[edit]
Scaling Supervision for Free: Leveraging Universal Segmentation Models for Enhanced Medical Image Diagnosis
Proceedings of The 8th International Conference on Medical Imaging with Deep Learning, PMLR 301:1021-1040, 2026.
Abstract
Deep learning-based medical image analysis has been constrained by the limited availability of large-scale annotated data. While recent advances in large language models have enabled scaling automatic extraction of diagnostic labels from reports, we propose that scaling other form of supervision could be an equally important yet unexplored direction. Inspired by the success of foundation models, we leverage modern universal segmentation model to scale anatomical segmentation as an additional supervision signal during training.

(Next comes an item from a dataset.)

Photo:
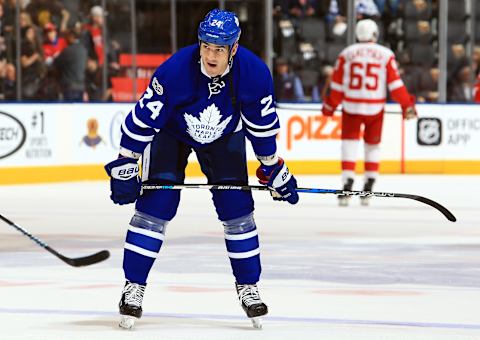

Through extensive experiments on three large-scale CT datasets totaling 58K+ volumes, we demonstrate that incorporating this free\"{anatomical} supervision consistently improves the performance of various mainstream architectures (ResNet, ViT, and Swin Transformer) by up to 12.74%, with particularly significant gains for Transformer-based models and anatomically-localized abnormalities, while maintaining inference efficiency as the segmentation branch is only used during training. This work opens up new direction for scaling in medical imaging and demonstrates how existing universal segmentation models can be repurposed to enhance diagnostic models at virtually no additional cost.